Leonardo Baccini’s research focuses on trade, international organizations, and the political economy of security. For instance, in a recent paper with Francesco Amodio (McGill University) and Di Maio (University of Naples, Parthenope), he explores the effect of trade restrictions on political violence in the West Bank. In a follow-up project, he explores the effect of North-South trade liberalization on internal conflict in developing countries.
Two of his ongoing projects focus specifically on terrorism. In the first project, he explores the effect of terrorism on voting behavior. While there is a large literature on the effects of terrorism on political behavior, empirical results are contradictory. These conflicting findings are often a product of the difficulty in assessing the effect of terrorism on electoral outcomes due to selection bias. He addresses these challenges by collecting an exhaustive list of terror attacks in OECD countries from 1970 to 2013 and directly compare the effects of successful terror attacks with those of failed attacks. The identification assumption is that, conditional on being a location targeted by a terror attack, the success or failure of the attack is plausibly exogenous. The results show that after a terrorist attack incumbent left-wing candidates face a 10% drop in votes.
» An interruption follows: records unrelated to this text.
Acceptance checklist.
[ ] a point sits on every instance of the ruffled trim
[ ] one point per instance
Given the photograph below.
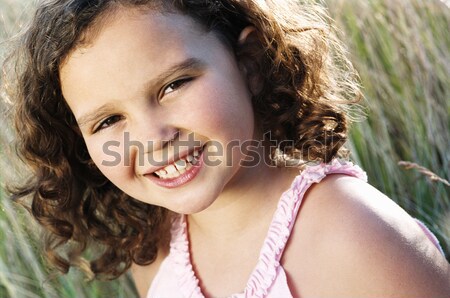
(188, 283)
(265, 271)
(280, 228)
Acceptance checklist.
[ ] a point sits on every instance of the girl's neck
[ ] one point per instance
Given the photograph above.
(246, 203)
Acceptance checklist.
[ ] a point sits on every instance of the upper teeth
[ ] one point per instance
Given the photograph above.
(180, 166)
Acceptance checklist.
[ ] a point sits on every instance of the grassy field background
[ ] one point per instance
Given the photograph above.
(401, 50)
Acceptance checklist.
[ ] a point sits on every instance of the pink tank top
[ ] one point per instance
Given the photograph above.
(176, 277)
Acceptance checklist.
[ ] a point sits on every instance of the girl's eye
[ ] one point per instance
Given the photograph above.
(175, 85)
(108, 122)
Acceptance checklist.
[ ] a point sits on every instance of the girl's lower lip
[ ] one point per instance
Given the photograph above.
(182, 179)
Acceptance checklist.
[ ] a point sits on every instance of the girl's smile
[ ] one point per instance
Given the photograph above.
(154, 76)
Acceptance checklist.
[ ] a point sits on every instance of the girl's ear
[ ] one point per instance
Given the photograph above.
(249, 57)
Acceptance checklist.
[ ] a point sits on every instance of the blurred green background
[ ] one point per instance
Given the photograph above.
(401, 50)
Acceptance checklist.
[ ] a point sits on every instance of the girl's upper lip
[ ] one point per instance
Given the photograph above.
(162, 164)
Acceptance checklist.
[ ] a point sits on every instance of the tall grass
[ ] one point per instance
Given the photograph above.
(401, 50)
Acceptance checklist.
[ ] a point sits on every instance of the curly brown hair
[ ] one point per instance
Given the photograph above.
(306, 83)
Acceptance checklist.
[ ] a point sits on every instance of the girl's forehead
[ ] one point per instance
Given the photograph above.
(114, 18)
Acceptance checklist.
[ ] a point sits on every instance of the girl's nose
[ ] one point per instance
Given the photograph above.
(151, 132)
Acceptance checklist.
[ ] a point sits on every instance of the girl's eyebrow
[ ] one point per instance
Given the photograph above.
(188, 64)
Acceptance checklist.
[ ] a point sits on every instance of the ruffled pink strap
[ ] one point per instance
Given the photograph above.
(179, 250)
(284, 218)
(268, 266)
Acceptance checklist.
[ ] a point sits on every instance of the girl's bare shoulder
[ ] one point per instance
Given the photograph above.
(350, 240)
(144, 275)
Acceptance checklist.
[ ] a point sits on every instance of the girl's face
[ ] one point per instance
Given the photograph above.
(147, 78)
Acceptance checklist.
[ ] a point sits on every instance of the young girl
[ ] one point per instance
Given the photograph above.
(200, 143)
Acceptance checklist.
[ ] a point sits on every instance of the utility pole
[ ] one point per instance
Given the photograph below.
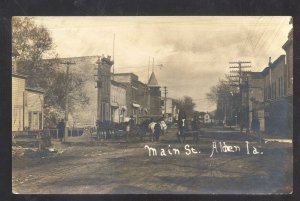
(114, 57)
(241, 81)
(68, 63)
(99, 86)
(165, 92)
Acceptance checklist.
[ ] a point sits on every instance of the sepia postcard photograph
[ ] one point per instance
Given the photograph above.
(152, 105)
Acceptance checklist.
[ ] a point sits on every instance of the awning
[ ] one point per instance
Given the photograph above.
(136, 105)
(114, 104)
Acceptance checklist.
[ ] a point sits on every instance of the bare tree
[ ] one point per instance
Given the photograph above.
(33, 44)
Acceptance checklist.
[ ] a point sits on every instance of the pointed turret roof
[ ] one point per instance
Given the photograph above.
(153, 81)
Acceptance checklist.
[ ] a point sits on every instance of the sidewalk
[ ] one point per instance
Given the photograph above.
(264, 136)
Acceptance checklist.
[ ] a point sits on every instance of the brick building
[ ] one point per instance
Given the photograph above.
(275, 101)
(136, 95)
(118, 102)
(256, 99)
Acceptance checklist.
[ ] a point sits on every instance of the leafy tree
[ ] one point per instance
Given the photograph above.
(226, 97)
(33, 44)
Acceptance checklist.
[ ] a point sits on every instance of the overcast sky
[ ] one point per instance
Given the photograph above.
(194, 51)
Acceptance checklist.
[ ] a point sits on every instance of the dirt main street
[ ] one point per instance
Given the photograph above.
(120, 167)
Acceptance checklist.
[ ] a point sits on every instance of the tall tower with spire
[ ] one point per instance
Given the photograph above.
(154, 95)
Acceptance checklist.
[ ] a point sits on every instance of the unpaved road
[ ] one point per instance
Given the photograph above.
(112, 167)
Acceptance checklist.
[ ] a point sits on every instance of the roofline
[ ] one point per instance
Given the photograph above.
(118, 84)
(19, 75)
(126, 74)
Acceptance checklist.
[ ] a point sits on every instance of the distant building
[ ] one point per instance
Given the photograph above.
(154, 96)
(206, 118)
(275, 102)
(18, 89)
(104, 87)
(118, 102)
(256, 99)
(33, 109)
(167, 109)
(288, 47)
(27, 104)
(136, 95)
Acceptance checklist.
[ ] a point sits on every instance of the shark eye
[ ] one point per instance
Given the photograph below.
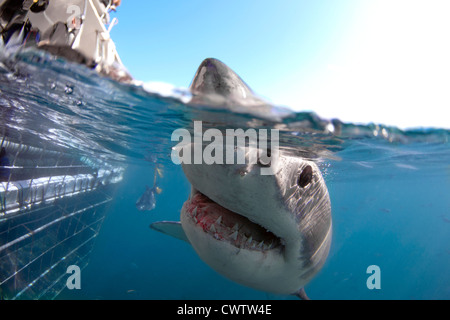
(265, 163)
(305, 177)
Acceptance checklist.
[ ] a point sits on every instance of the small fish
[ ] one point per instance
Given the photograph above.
(147, 201)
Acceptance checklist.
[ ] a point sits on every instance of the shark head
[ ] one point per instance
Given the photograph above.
(268, 232)
(271, 232)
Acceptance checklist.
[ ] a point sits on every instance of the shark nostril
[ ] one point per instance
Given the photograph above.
(305, 177)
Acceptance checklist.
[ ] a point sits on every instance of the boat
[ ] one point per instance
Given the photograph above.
(77, 30)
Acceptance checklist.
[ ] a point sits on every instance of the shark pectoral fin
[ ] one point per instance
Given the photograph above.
(171, 228)
(301, 294)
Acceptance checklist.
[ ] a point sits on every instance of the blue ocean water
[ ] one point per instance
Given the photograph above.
(389, 188)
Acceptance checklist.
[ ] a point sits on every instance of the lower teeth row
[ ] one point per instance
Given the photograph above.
(233, 234)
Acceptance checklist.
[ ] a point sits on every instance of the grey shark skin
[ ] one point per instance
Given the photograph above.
(217, 86)
(269, 232)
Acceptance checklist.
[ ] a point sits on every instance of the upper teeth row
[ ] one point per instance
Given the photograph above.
(247, 242)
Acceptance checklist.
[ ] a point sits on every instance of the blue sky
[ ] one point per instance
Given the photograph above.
(382, 61)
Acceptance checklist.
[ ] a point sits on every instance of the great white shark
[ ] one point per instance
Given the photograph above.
(269, 232)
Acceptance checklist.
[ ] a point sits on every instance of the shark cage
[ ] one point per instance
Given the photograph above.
(52, 206)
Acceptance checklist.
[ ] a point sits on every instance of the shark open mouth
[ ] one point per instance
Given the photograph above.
(226, 225)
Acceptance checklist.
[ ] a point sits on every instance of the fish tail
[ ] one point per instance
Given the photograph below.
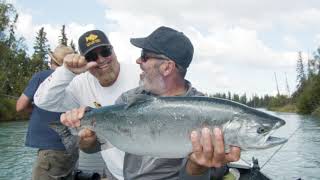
(70, 141)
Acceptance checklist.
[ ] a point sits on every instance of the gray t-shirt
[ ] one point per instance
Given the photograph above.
(145, 167)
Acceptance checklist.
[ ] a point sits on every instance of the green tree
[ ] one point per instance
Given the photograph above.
(63, 37)
(301, 77)
(41, 49)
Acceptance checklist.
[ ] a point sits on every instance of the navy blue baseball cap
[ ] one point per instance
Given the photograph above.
(91, 40)
(169, 42)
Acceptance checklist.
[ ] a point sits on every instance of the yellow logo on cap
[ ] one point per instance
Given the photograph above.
(96, 104)
(92, 39)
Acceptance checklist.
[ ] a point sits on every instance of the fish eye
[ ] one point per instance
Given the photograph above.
(261, 130)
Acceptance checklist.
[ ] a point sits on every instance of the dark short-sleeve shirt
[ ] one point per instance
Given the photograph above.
(39, 134)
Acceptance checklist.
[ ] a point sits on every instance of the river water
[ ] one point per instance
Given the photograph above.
(298, 158)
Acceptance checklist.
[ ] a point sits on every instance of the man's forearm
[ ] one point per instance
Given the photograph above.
(191, 171)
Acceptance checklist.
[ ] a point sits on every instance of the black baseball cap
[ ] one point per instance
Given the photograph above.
(169, 42)
(92, 39)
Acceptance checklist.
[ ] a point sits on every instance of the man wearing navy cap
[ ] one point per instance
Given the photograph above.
(166, 55)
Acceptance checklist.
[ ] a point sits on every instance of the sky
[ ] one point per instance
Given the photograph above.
(239, 45)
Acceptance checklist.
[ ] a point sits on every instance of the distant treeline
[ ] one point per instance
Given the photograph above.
(306, 98)
(16, 66)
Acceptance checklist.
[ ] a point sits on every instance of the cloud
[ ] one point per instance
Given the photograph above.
(236, 42)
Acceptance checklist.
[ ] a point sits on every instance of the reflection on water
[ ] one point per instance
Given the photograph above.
(15, 159)
(298, 158)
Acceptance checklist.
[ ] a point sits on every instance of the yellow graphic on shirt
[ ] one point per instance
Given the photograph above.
(92, 39)
(97, 105)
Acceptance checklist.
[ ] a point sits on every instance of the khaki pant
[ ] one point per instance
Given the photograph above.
(54, 165)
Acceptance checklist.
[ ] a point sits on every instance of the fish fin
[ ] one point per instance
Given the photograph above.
(140, 98)
(70, 141)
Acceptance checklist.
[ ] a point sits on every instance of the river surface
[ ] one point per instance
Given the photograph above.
(298, 158)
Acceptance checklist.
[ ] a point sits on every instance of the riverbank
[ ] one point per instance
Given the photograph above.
(292, 108)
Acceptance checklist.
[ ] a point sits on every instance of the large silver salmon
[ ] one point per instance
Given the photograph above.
(161, 126)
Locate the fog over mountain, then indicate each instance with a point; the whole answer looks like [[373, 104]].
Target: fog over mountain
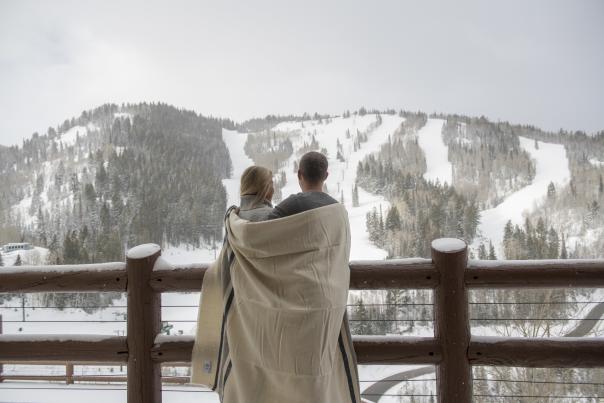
[[537, 62]]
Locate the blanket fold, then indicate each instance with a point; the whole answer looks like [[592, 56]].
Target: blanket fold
[[272, 324]]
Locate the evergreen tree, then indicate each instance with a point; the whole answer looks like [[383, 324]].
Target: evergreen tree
[[551, 191], [355, 196], [563, 252], [393, 219], [482, 252], [492, 255]]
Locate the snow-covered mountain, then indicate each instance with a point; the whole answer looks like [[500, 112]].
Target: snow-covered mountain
[[94, 185], [121, 175]]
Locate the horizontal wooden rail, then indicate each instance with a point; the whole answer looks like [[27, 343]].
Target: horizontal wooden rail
[[85, 277], [364, 275], [369, 349], [534, 273], [81, 348], [564, 352], [88, 378]]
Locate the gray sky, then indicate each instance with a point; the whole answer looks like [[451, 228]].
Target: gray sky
[[538, 62]]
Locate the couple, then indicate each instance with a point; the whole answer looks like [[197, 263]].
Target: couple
[[272, 324]]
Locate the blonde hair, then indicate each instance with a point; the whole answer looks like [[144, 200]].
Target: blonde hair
[[258, 181]]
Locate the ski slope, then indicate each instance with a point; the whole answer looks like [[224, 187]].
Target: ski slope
[[551, 165], [235, 142], [430, 140], [343, 174]]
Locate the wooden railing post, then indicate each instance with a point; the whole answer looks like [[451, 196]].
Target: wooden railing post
[[451, 323], [69, 373], [144, 323], [1, 366]]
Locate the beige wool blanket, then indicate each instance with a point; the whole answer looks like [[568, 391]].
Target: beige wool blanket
[[272, 324]]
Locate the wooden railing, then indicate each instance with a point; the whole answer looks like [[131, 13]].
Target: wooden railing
[[452, 349]]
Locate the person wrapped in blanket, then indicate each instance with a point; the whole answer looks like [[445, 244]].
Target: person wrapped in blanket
[[265, 375]]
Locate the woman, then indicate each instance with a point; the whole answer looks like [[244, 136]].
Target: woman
[[256, 192]]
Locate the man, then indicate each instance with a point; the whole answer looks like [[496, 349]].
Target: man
[[312, 173], [272, 323]]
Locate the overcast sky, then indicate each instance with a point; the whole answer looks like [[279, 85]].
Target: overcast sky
[[538, 62]]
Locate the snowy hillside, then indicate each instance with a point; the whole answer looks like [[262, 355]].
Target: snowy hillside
[[437, 159], [331, 136], [552, 166]]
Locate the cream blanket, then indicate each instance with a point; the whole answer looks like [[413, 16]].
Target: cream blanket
[[272, 324]]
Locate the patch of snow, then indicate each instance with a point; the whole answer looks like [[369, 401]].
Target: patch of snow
[[596, 162], [235, 142], [143, 251], [342, 174], [186, 254], [70, 136], [431, 142], [551, 164], [31, 257], [448, 245], [6, 338], [122, 115]]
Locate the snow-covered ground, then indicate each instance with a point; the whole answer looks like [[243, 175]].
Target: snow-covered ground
[[31, 257], [28, 392], [431, 142], [551, 165]]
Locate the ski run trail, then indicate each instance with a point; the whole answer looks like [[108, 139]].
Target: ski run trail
[[551, 163], [342, 174]]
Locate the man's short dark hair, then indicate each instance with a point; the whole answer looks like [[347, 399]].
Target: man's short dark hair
[[313, 167]]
In a second project Baccini is collaborating with Abel Brodeur (University of Ottawa) and their plan is to explore whether poverty causes terrorism. To do so, they aim to collect data on a large number of homegrown terrorists in North America. The goal is to test whether the likelihood of becoming a terrorist in North America is related to the local economic environment where an individual grows up or graduates high school. To collect the data they will rely on automated and manual data collection strategies. This dataset will allow them to test whether local unemployment rates at birth and at the time of graduation are related to the likelihood of becoming a terrorist. To our knowledge, they would be the first to provide this detailed micro-analysis of the causes of radicalization.